La lecture du journal d'un corps c'est d'abord un régal. Car le bougre maitrise une recette romanesque bien à lui, qui fit les délices de ma jeunesse et dont je retrouve les saveurs intactes : une grande dose de poésie, des extraits d'essence d'humour, une couche généreuse d'intelligence sous un nappage d'impertinence. Mais il fallait que ce journal d'un corps mette plus que l'appétit en émoi : tous les sens ! On en voit donc de belles, on entend de drôles de choses, on se pince de quelques vacheries, on reniflerait presque, pour un peu, la page que l'on tourne, pour en garder le souvenir plus encore.

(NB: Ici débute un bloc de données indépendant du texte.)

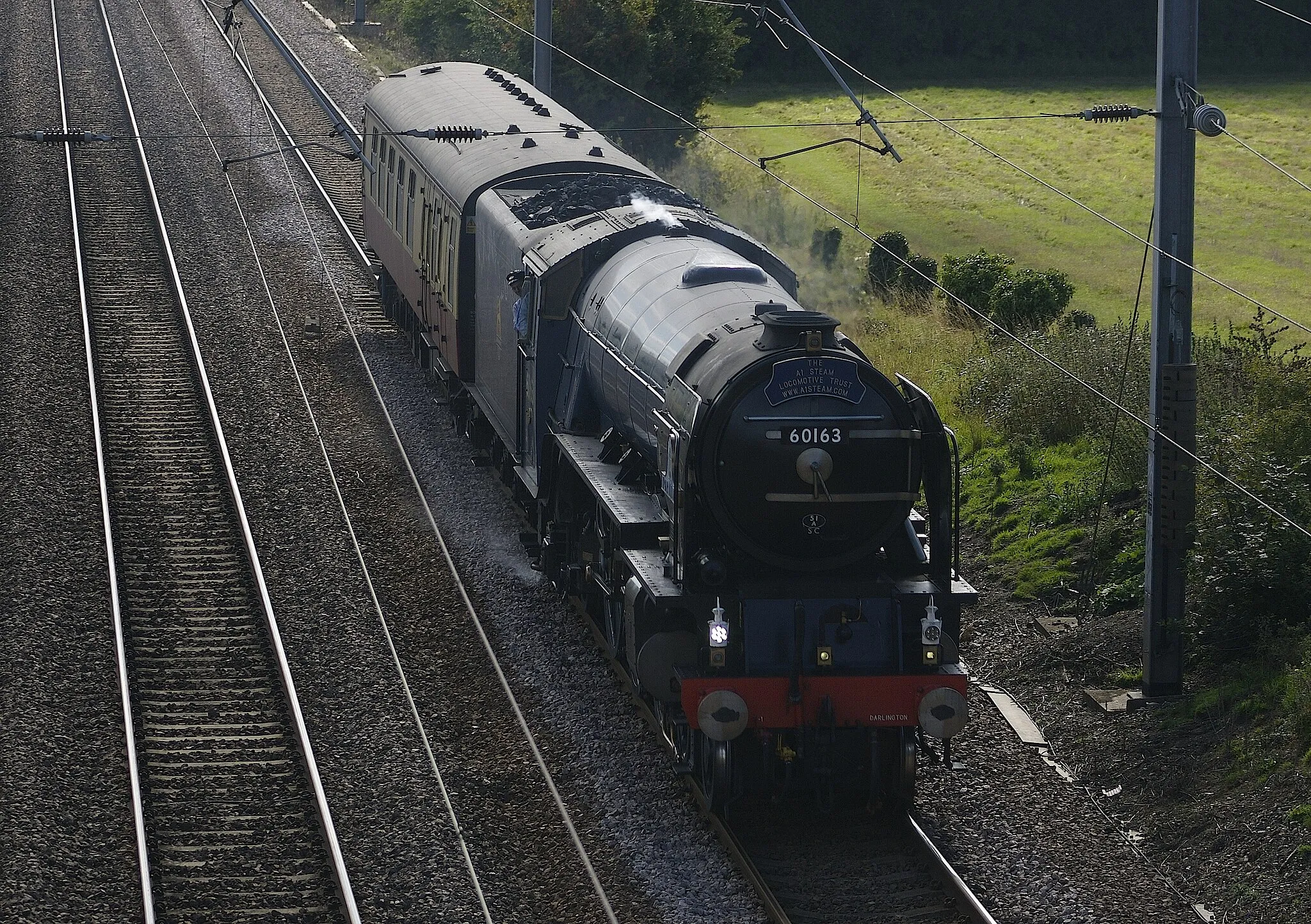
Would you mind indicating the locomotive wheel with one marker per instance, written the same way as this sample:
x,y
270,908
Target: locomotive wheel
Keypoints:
x,y
903,788
715,769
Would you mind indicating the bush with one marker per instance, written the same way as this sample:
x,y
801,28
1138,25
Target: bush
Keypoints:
x,y
972,280
1031,301
1022,301
885,262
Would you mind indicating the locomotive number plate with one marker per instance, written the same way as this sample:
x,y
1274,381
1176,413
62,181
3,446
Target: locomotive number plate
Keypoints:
x,y
807,376
810,436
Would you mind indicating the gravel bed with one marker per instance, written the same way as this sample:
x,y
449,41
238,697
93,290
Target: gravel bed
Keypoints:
x,y
1225,843
67,843
657,859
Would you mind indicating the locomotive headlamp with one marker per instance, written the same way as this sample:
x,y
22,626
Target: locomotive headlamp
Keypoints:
x,y
719,628
719,636
931,627
931,633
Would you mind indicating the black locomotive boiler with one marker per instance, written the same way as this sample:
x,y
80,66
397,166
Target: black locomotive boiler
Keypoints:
x,y
716,474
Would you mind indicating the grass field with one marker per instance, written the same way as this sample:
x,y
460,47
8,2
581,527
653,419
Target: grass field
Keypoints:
x,y
951,197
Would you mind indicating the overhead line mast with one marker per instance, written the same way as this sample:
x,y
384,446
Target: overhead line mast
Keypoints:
x,y
1171,479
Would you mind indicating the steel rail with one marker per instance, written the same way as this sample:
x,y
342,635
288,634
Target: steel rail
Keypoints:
x,y
948,875
134,776
357,247
332,477
428,510
737,852
344,125
230,476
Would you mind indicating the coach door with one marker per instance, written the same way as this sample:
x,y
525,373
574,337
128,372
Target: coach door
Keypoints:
x,y
527,375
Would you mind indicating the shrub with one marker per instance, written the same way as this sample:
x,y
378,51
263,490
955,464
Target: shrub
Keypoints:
x,y
973,278
885,262
1020,301
915,282
1031,301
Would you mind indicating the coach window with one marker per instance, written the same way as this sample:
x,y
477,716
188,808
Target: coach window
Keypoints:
x,y
410,214
400,196
433,216
437,255
373,173
450,255
391,167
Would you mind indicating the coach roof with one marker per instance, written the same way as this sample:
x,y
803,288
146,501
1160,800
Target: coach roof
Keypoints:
x,y
460,93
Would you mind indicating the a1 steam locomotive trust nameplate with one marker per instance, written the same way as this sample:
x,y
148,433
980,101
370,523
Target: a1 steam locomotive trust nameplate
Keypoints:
x,y
807,376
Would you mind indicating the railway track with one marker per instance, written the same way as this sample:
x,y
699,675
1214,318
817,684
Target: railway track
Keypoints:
x,y
865,869
231,817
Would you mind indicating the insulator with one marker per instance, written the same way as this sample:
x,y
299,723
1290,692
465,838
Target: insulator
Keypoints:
x,y
1113,113
1209,120
449,134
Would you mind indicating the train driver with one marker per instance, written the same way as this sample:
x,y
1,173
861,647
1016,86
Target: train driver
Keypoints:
x,y
524,305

Et comme ça ne suffisait toujours pas à l'artiste, qu'il fallait qu'il nous surprît davantage, nous émeuve, nous entraine, nous bouleverse… comme il fallait qu'on le rencontrât, il parvient à nous plonger dans cette vie, par on ne sait quelle magie. Il parvient à susciter l'empathie avec ce corps de petit bonhomme, et jusque pour cette carcasse de vieillard usé. Quelle magie ? Il n'y en a qu'une qui puisse fonctionner. Elle est toute de musicalité, de rythme : d'harmonies. La seule magie qui puisse nous faire vivre de concert avec un corps étranger, chanter ses joies et ses douleurs, bat au rythme des rencontres et cogne fort à l'intérieur. C'est par là que ça passe, je vous le dis ! Ouais, c'est pas un histoire de tripe ça, monsieur ; suffit pas d'avoir de l'estomac ! Inutile de se faire des cheveux madame, de la bile ou du mauvais sang. Non pas ! C'est bien plus profond que ça, bien plus intime aussi, ô combien plus humain, au sens noble, au sens grand, au sens fort. La magie du roman de Pennac tient à cela : c'est le journal d'un coeur. C'est ce qui touche le lecteur : 3 milliards de battements qui animent le corps mais raisonnent jusque dans l'âme.
Un grand bravo pour ce merveilleux petit roman.